Dans un texte issu d’une intervention aux journées d’études nationale des CMPP sur le thème de « L’enfant connecté » Roland OBEJI nous livre une réflexion clinique sur le rapport au corps singulier d’un adolescent de 13 ans. La place du numérique et du virtuel dans la vie des adolescents que nous suivons est ici posée et avec beaucoup de pertinence Roland OBEJI soulève la question centrale à laquelle nous sommes particulièrement confrontés : quid de la place singulière du corps dans cette fascination du virtuel ? Face à cette question qui suscite tant de débats entre nous, je vous laisse découvrir avec plaisir les pistes de réflexions ouvertes par Roland OBEJI.

Carole GETIN et Anne Chantal FERCHAUD nous font part dans cet article consacré à la clinique de l’adolescente anorexique prépubère de leur expérience et de la mise en place d’un dispositif thérapeutique dans le cadre d’une unité d’hospitalisation. Face à cette clinique du clivage si angoissante pour les familles et les soignants, l’articulation entre un dispositif institutionnel bien pensé et des thérapeutiques à médiation où la psychomotricité à toute sa place offre une réponse thérapeutique au plus près des caractéristiques de ces patients. La pertinence des propositions thérapeutiques ainsi que la richesse des réflexions cliniques soulevées par Carole GETIN et Anne Chantal FERCHAUD ne manqueront de susciter l’intérêt des lecteurs.

C’est autour de sa rencontre mouvementée avec Marie une jeune fille au comportement perturbateur que Laurent BRANCHARD nous propose une réflexion sur la spécificité du cadre psychothérapeutique en psychomotricité. Bien des psychomotriciennes et psychomotriciens se retrouveront dans la lecture de ce récit clinique où l’auteur avec une grande honnêteté n’a rien sacrifié de ses doutes et questions. Notamment les questions sur l’aspect psychothérapeutique des interventions en psychomotricité et sur la place à accorder aux interprétations verbales. Si comme le souligne avec justesse Laurent BRANCHARD « le cas singulier apporte plus de questions qu’il ne dévoile de vérités » nous lui sommes gré de la grande qualité et originalité de ses réflexions dans un domaine où pourtant bien des choses ont été écrites.

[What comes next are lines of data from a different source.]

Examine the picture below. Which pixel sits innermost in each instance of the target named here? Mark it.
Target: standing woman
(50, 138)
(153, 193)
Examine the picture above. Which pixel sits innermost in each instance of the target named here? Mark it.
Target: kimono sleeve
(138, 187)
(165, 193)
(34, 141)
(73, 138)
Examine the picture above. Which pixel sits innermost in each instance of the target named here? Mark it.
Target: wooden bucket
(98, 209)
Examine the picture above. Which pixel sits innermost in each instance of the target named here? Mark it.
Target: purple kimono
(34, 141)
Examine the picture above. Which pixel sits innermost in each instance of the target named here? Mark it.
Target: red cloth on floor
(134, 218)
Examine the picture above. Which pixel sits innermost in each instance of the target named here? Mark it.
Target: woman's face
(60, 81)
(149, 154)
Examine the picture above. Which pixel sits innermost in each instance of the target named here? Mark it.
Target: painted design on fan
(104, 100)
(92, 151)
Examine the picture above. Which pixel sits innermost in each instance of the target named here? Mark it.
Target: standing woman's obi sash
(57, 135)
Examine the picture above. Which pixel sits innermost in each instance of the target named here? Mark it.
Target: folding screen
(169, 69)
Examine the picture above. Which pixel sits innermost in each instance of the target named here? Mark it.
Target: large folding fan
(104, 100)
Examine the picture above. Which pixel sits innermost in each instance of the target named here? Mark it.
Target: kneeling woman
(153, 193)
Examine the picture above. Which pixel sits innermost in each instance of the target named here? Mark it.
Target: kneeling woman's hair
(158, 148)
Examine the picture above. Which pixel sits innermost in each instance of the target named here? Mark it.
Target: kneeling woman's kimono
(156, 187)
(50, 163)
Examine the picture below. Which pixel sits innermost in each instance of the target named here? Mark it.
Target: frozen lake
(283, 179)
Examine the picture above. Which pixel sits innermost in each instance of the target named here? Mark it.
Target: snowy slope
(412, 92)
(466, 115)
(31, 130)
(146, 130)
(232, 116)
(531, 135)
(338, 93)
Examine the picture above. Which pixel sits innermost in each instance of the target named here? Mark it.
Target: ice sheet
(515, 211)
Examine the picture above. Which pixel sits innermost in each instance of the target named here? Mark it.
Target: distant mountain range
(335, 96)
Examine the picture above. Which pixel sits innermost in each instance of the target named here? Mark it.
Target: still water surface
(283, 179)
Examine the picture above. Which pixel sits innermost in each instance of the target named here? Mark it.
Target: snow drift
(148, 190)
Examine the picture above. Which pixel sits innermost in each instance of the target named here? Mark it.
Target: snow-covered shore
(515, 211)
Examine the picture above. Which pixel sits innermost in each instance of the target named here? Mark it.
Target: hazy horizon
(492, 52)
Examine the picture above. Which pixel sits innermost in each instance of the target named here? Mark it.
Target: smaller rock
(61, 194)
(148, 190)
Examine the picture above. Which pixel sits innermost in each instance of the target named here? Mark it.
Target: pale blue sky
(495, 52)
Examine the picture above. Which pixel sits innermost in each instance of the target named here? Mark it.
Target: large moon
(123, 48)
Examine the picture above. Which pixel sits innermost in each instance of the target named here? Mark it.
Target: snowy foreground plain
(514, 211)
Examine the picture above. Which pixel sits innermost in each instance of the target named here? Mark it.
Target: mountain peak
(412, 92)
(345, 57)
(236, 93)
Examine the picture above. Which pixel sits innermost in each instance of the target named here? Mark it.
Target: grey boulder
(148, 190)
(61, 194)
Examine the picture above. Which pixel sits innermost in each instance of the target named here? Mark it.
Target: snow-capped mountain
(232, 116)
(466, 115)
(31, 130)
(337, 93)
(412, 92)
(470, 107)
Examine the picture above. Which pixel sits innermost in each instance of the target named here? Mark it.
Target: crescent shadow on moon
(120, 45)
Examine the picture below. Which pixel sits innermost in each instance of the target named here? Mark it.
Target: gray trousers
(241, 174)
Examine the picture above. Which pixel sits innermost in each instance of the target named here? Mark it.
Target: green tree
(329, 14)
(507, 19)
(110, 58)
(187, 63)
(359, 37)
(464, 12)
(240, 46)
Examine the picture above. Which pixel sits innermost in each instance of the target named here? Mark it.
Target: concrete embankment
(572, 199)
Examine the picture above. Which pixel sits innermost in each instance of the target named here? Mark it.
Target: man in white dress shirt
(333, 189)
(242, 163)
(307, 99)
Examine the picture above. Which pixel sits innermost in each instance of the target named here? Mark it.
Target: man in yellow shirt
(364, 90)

Enfin pour conclure cette première série d’écrits cliniques Yolande FRADET-VALLEE nous livre au travers plusieurs vignettes cliniques une réflexion d’envergure sur « les bienfondés des pratiques thérapeutiques à médiation corporelle ». En personnifiant ses récits Yolande FRADET-VALLEE nous livre une vision humaniste du soin en psychomotricité, qu’elle en soit ici remerciée.

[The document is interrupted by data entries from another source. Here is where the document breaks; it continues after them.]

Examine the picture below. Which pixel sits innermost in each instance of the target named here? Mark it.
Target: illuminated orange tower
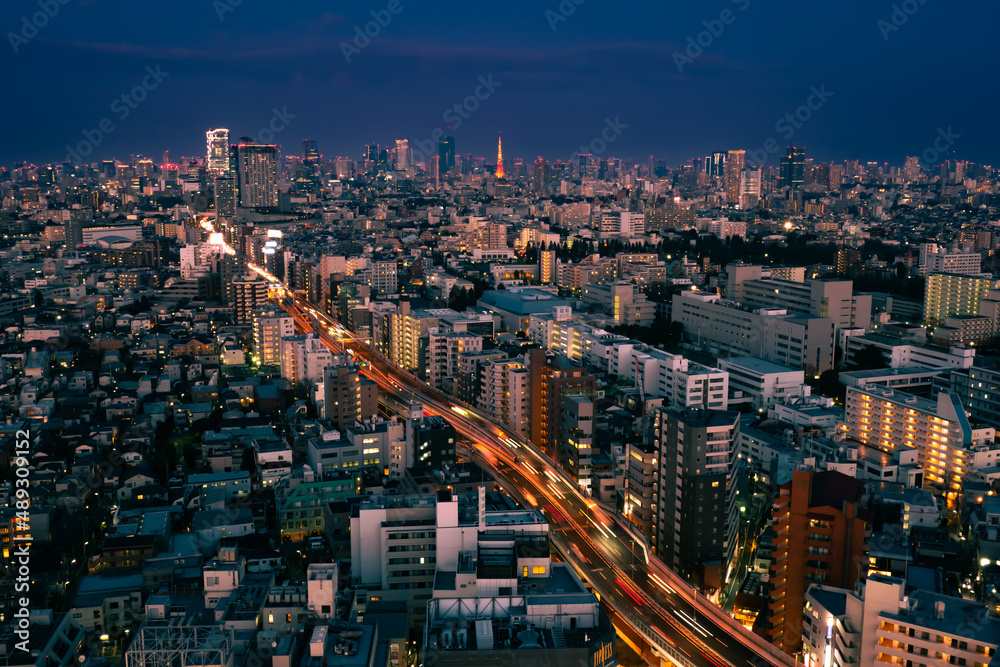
(500, 173)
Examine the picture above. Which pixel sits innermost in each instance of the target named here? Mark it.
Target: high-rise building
(248, 295)
(258, 166)
(227, 196)
(895, 421)
(310, 152)
(749, 188)
(217, 157)
(951, 295)
(499, 172)
(552, 379)
(716, 164)
(792, 169)
(446, 150)
(269, 327)
(694, 531)
(547, 267)
(542, 176)
(735, 162)
(821, 535)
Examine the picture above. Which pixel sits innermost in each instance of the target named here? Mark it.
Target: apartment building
(505, 394)
(696, 523)
(946, 442)
(821, 536)
(304, 358)
(269, 327)
(765, 382)
(885, 621)
(953, 294)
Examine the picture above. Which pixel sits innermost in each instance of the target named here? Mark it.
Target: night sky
(892, 89)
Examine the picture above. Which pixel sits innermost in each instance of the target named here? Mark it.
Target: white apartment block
(765, 382)
(892, 420)
(880, 623)
(269, 328)
(303, 359)
(441, 356)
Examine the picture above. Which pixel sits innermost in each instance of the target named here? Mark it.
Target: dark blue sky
(557, 87)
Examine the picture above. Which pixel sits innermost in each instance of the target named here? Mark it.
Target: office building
(939, 429)
(504, 393)
(821, 535)
(217, 151)
(823, 298)
(258, 172)
(952, 294)
(695, 528)
(347, 396)
(735, 162)
(269, 327)
(792, 168)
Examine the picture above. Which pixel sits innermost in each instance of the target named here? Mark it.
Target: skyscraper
(500, 173)
(310, 152)
(446, 149)
(217, 158)
(793, 166)
(258, 175)
(734, 165)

Nous poursuivrons cette série d’écrits cliniques par les présentations de Lise MOLINA, Marion Bernard et Précylia BATISTA qui ont pour dénominateur commun d’appuyer leurs pratiques respectives sur le travail de « Structuration psycho-corporelle » dont s’inspirent de nombreux psychomotriciens dans leurs pratiques. En introduction de ces textes Benoit LESAGE praticien, formateur et auteur bien connu des psychomotriciens, nous livre le cadre historique et conceptuel dans laquelle se fonde la pratique psychocorporelle. Ces textes d’une remarquable qualité d’écriture même pour le clinicien ignorant du cadre conceptuel et pratique que constitue l’approche psycho-corporelle sont une source de réflexion permanente sur l’intérêt de l’engagement corporel dans le soin en psychomotricité. Ces écrits sont issus d’un ouvrage à paraître prochainement (1). Nous remercions les éditions Eres ainsi que Benoit LESAGE pour la confiance qu’ils nous ont accordée en nous permettant de publier certains de ces textes.

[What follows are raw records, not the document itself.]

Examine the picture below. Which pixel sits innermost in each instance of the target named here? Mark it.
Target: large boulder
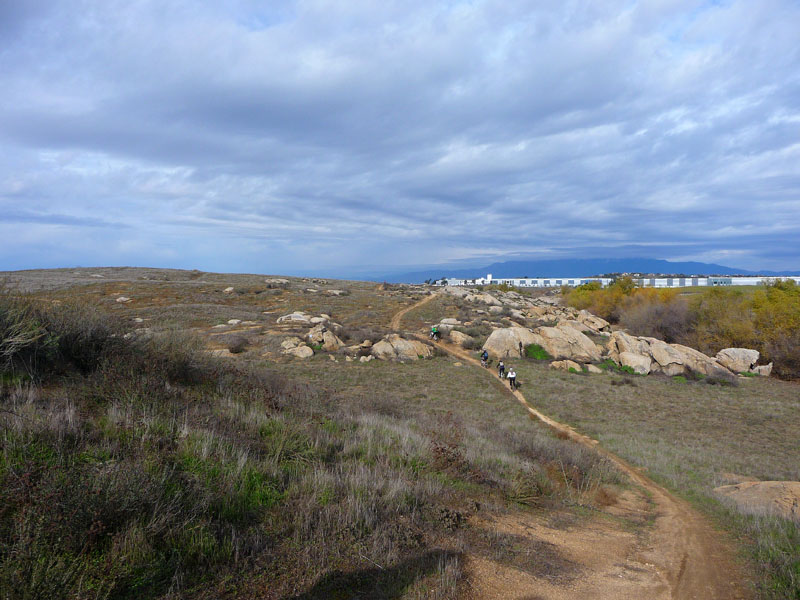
(566, 342)
(395, 347)
(292, 342)
(300, 351)
(593, 321)
(620, 342)
(297, 317)
(462, 339)
(639, 363)
(331, 343)
(738, 360)
(383, 350)
(700, 363)
(763, 370)
(565, 365)
(503, 343)
(666, 359)
(576, 325)
(316, 334)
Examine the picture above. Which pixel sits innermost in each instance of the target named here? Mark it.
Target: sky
(339, 137)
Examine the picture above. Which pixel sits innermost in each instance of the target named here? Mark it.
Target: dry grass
(143, 469)
(688, 435)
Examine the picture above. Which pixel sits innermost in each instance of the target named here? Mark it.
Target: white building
(657, 282)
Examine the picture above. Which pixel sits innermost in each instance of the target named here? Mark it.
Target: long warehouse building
(658, 282)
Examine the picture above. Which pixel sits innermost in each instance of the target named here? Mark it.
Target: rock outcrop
(462, 339)
(738, 360)
(567, 343)
(765, 497)
(394, 347)
(638, 362)
(504, 343)
(565, 365)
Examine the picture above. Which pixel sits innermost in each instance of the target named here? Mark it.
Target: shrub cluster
(767, 319)
(143, 469)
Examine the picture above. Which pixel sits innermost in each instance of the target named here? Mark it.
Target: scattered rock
(639, 363)
(566, 342)
(395, 347)
(462, 339)
(222, 352)
(504, 343)
(565, 365)
(292, 342)
(331, 343)
(738, 360)
(765, 497)
(666, 358)
(300, 351)
(700, 363)
(297, 316)
(763, 370)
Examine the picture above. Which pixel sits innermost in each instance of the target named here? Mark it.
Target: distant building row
(658, 282)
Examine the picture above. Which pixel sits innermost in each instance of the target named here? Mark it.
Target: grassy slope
(152, 472)
(688, 436)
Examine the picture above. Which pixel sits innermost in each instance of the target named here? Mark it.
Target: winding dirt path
(683, 557)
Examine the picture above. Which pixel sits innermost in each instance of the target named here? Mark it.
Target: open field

Dans la rubrique Hors-thème nos collègues suisses Nathalie SCHMID NICHOLS et Sylvie WAMPFLERBENAYOUN nous entrainent dans une discussion passionnée et passionnante sur la recherche en psychomotricité. A un moment où les enjeux sur le devenir de la clinique comme nous l’avons souligné en introduction passeront, n’en doutons pas, par une réorientation de la recherche au plus près de la clinique et des préoccupations de terrain, les propositions de Nathalie SCHMID NICHOLS et Sylvie WAMPFLERBENAYOUN en matière de recherche clinique méritent tout notre intérêt. Enfin nous retrouvons en guise de conclusion une réflexion de Laurent BRANCHARD sur une approche épistémologique de la psychomotricité qui prend tout son sens au regard des évolutions actuelles de la formation initiale en psychomotricité.